Renard ist nicht die einzige Spielerin, mit der Diacre Konflikte hatte: Torhüterin Sarah Bouhaddi trat bereits 2020 aus der Nationalmannschaft zurück. Sie beklagte sich über das "negative Umfeld", das Diacre geschaffen habe. Auch Gaetane Thiney berichtete nach ihrer Karriere von der Atmosphäre im Frankreich-Team und sagte, Diacre habe die Spielerinnen stark kontrolliert und Einzelne für die Niederlagen verantwortlich gemacht.

Weitere Spielerinnen kritisierten Diacre und mussten dafür ihre Karriere im Frankreich-Trikot aufgeben: Mittelfeldspielerin Amandine Henry von Olympique Lyonnais etwa. Henry zufolge teilte Diacre ihr in einem 14-sekündigen Telefonat mit, dass sie vorerst nicht mehr für Frankreich auflaufen würde. Diacre sagte, nur persönliche Gründe und nicht Henrys sportliche Leistungen seien ausschlaggebend gewesen.

Die Rolle des Verbandes

Noel Le Graet
Noel Le Graet, Präsident der FFF / Lionel Hahn/GettyImages

Dass Diacre bei den französischen Spielerinnen nicht beliebt ist, ist also ein offenes Geheimnis. Sowohl sportlich als auch menschlich wurde sie von vielen Spielerinnen kritisiert. Diacre durfte aber dennoch Trainerin bleiben, selbst nachdem Präsident Noel Le Graet den Spielerinnen versprochen hatte, sie werde nach der EM gehen. Er verlängerte heimlich sogar ihren Vertrag.

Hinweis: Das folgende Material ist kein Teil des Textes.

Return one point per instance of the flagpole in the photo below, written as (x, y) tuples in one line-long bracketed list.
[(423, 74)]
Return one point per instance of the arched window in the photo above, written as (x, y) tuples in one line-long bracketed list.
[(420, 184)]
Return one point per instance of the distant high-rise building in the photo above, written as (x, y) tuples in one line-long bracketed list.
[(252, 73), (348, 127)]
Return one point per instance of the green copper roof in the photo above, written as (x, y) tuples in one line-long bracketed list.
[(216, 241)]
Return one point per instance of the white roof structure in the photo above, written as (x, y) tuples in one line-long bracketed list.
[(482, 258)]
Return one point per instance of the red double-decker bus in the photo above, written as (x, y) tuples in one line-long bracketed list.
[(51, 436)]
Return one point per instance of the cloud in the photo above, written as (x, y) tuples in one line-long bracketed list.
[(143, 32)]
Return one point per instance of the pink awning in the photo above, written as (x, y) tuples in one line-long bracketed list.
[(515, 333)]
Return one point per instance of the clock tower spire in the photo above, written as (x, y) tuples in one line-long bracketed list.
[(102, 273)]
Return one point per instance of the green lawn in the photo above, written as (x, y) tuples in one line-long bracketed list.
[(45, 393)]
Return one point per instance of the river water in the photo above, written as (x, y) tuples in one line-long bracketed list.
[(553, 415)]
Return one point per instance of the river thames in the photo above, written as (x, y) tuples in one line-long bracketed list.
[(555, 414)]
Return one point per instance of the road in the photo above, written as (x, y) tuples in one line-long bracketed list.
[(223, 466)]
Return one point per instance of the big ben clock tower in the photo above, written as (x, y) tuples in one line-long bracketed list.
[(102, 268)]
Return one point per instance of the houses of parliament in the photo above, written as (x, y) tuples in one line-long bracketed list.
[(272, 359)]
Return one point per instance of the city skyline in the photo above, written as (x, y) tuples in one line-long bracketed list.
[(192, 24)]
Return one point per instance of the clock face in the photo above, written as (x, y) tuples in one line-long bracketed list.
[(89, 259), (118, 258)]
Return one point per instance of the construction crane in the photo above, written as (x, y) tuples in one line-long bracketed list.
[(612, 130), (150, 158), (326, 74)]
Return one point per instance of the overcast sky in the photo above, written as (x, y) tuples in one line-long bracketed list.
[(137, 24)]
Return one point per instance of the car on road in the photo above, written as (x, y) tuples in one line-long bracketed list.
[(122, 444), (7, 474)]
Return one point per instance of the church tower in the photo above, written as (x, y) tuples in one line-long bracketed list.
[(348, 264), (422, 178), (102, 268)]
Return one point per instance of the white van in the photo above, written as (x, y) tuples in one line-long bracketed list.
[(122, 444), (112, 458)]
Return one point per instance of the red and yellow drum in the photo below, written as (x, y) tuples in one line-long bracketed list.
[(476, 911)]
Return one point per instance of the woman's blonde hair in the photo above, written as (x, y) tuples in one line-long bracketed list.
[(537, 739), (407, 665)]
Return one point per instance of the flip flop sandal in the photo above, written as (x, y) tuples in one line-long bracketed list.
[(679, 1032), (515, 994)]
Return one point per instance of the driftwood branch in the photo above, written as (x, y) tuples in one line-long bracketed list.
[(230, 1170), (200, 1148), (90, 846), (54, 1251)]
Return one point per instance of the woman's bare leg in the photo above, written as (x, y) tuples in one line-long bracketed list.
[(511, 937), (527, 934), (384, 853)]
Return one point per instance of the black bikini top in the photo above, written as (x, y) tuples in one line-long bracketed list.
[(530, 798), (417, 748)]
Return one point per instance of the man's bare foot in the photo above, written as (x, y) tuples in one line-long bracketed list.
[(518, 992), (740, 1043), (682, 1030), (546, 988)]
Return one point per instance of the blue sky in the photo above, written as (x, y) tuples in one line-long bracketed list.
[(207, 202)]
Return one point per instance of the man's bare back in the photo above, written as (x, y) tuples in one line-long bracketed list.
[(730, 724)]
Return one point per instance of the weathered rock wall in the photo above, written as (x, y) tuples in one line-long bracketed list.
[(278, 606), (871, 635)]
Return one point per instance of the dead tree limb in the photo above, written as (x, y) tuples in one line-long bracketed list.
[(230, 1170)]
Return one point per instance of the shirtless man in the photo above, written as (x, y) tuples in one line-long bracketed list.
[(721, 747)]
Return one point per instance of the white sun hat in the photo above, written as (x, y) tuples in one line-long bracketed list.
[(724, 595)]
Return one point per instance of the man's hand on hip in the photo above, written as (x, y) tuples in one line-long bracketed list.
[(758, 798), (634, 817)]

Le Graet setzte sich jahrelang für Diacre ein, kritisierte etwa Renard für einige Passagen ihrer Autobiographie. Für Kritik war er taub, reagierte etwa nicht auf die Vorwürfe von Henry. "Ihre sportlichen Resultate sind sehr gut", betonte der Präsident mehrfach, sah allerdings Luft nach oben bei der Kommunikation. Für Le Graet standen die sportlichen Resultate anscheinend über den Bedürfnissen der Spielerinnen.

Wie geht es jetzt weiter?

Dass der Präsident zeitgleich mit Diacre morgen zurücktreten soll, ist aufgrund seiner Unterstützung der Trainerin kein Zufall: Ohne Le Graet hätte Diacre wohl nur wenig Rückhalt im Verband. Die nächsten Wochen und Monate werden entscheidend für die nahe Zukunft des französischen Frauennationalteams. Sie sind eine Chance für den Verband, die FFF, auf die Spielerinnen zu hören. In dem Fall ist auch ein sehr schnelles Comeback der zurückgetretenen Spielerinnen möglich.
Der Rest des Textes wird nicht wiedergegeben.